What regulators may require
To work across borders, we need standards: standard evidence types (eg “not on sanctions list X as of date Y”), standard credential formats and standard verifier logic that can be inspected. In this way, you avoid each exchange, wallet or bank building its own version and creating unnecessary supervisory complexity for supervisors.
Specifically, regulators can benefit from six things:
- Results over data (tell me what you proved, not everything you have);
- At least information evidence (prove only what is necessary for this obligation);
- Programmable checks (enforced at the time of the transaction, where applicable);
- Strong data availability and exit mechanisms (users can always confirm their balances and withdraw);
- Verifiable Verifier Logic (inspections, test vectors, audit logs);
- No generalized back doors (disclosure only under legitimate, narrow, logged processes).

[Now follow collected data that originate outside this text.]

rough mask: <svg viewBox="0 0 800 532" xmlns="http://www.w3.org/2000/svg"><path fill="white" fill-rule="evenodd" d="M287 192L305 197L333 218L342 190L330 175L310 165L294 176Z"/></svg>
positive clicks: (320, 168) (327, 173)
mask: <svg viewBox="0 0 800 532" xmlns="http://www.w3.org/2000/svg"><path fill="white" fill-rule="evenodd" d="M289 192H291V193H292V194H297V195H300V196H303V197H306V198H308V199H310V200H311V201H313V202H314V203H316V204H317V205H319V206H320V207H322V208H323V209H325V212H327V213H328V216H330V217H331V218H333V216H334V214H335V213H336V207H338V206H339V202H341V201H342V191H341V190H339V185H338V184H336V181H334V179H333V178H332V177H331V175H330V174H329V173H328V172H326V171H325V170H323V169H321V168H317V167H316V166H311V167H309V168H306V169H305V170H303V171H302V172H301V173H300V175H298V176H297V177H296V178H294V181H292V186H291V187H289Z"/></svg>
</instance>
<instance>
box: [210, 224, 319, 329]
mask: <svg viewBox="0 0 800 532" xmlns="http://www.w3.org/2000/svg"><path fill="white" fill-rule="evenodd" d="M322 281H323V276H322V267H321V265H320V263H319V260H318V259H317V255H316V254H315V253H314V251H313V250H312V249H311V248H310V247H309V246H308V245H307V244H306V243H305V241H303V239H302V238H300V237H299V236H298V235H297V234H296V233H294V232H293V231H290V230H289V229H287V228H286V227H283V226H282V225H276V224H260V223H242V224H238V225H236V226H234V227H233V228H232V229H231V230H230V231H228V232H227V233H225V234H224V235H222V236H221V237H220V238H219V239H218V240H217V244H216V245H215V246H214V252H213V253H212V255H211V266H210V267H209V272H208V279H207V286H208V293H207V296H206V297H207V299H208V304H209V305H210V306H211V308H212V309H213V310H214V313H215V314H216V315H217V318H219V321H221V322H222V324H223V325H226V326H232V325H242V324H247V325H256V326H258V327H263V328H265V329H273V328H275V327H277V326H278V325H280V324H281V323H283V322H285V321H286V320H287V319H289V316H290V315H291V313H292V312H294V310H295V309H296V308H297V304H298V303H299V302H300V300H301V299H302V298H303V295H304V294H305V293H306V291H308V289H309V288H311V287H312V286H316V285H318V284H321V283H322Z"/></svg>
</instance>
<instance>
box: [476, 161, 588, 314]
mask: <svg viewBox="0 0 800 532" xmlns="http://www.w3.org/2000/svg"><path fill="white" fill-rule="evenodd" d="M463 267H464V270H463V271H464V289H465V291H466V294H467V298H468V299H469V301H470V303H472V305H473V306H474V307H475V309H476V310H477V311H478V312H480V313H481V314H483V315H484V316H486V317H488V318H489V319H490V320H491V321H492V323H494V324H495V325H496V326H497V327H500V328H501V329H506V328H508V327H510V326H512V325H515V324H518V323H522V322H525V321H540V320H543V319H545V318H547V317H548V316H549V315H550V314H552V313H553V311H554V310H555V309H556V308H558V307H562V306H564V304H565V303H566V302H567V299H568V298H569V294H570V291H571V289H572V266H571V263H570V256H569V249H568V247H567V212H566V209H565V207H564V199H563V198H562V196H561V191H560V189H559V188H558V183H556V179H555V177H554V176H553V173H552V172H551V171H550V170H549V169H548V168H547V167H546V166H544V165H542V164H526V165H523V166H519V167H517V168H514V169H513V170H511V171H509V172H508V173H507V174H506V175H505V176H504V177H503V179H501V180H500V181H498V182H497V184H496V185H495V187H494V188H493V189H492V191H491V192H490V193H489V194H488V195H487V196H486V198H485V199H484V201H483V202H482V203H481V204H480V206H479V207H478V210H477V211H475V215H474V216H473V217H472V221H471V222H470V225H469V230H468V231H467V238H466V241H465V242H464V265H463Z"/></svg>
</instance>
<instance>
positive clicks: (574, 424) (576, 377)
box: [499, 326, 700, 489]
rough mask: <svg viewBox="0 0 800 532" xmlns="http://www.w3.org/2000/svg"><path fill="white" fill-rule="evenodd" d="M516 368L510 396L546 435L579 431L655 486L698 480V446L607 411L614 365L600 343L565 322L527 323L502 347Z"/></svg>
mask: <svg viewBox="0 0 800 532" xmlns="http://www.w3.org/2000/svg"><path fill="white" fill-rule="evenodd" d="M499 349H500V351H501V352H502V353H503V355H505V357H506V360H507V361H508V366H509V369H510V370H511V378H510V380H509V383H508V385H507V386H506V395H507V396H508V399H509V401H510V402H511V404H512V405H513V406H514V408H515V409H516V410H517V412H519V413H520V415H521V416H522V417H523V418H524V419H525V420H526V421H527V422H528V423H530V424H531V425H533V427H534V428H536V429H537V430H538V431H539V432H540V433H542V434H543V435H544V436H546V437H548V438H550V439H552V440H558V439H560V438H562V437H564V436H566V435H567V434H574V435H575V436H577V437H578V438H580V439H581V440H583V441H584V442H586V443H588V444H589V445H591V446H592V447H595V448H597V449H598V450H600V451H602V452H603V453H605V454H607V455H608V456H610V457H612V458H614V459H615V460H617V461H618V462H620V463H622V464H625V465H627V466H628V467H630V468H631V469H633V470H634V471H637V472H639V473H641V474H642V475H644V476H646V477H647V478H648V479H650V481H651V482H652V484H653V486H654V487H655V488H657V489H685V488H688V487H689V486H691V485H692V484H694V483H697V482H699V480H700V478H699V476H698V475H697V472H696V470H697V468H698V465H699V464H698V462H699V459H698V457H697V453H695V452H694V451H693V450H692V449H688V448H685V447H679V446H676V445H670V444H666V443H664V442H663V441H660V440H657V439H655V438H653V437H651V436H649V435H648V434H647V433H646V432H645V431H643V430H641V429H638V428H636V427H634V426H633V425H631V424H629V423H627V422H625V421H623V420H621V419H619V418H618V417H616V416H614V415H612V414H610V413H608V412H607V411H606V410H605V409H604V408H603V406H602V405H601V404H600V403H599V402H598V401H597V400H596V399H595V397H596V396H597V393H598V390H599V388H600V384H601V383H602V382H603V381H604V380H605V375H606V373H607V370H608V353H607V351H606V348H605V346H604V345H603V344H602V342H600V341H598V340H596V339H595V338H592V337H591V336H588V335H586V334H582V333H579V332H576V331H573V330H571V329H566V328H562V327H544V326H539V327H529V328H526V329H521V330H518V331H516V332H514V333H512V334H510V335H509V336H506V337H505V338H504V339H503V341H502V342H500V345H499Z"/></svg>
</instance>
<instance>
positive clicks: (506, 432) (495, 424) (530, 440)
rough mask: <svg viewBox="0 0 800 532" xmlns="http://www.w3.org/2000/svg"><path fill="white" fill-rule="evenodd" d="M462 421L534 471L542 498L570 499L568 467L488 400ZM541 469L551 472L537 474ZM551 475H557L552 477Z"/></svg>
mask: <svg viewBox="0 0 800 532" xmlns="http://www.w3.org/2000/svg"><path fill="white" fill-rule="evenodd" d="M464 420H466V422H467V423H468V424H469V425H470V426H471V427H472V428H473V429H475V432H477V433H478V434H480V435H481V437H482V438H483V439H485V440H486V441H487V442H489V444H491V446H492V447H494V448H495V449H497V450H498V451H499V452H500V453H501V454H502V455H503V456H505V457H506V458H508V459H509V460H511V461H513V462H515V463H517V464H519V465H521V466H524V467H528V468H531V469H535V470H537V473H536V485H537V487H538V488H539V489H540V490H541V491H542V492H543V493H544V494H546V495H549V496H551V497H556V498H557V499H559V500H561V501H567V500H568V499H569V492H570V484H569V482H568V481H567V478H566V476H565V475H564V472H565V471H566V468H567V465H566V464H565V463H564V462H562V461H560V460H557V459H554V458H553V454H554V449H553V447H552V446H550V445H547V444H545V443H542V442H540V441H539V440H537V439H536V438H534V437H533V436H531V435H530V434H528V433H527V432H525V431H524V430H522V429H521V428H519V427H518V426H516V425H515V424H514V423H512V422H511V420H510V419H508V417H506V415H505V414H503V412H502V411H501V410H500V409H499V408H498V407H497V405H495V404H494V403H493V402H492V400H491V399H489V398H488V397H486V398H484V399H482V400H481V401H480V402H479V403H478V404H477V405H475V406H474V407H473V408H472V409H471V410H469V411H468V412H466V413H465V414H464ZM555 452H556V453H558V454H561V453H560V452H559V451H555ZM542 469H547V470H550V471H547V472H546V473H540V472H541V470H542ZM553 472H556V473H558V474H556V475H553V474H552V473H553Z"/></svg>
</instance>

Binance is a global exchange that already uses ZKPs to demonstrate reserves. Our proof-of-reserves (POR) system uses a Merkle tree – a cryptographic structure that condenses many account records into a single “fingerprint” – along with zero-knowledge proofs to demonstrate that customer assets are fully supported without revealing individual balances. With each POR update, users can confirm that their balance is included in the tree, while ZKPs ensure that grand totals are correct and that no negative or false balances are included. The result is independent, privacy-preserving verification of reserves that builds trust without compromising personal data.

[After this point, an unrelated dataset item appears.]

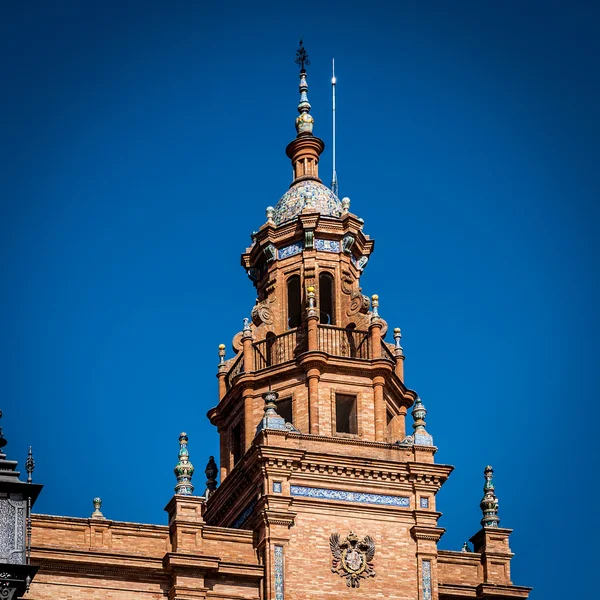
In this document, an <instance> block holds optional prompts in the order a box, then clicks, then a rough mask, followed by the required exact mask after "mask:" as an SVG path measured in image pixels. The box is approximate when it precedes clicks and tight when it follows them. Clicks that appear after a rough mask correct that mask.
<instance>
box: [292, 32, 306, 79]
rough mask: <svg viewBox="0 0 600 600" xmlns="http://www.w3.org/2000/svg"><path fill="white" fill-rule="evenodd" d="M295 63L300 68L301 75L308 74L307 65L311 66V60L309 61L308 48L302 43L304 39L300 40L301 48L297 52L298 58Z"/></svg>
mask: <svg viewBox="0 0 600 600" xmlns="http://www.w3.org/2000/svg"><path fill="white" fill-rule="evenodd" d="M294 62H295V63H296V64H297V65H298V66H299V67H300V73H306V69H305V68H304V67H305V65H306V66H308V65H310V60H308V54H307V52H306V48H305V47H304V44H303V43H302V39H300V47H299V48H298V50H297V51H296V58H295V59H294Z"/></svg>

But this is bigger than one company. If we get this right, we can make financial compliance more accurate, more respectful of privacy laws, and easier to oversee.
This will require cooperation. Regulators will need to develop evidentiary standards they accept; industry will need to adapt and incorporate the standards of evidence, and standard-setting bodies will ensure that standards of evidence are interoperable across borders.
What does success look like
Success is when a user can prove legitimacy without oversharing; a bank, VASP or stock exchange can meet AML/Travel Rules obligations with less disclosure of data; a regulator can run a verifier node and get real-time assurance; and bad actors can be exposed under clear, narrow, legal conditions.
In short, security with less transparency. As cyber risk increases, privacy laws evolve and cross-border digital finance proliferates, moving from routine mass data collection to verifiable evidence is a pragmatic upgrade of supervisory practices.
References to EU privacy law in this opinion reflect the November 2025 framework; The Commission’s digital omnibus proposal remains subject to change through the regular legislative process.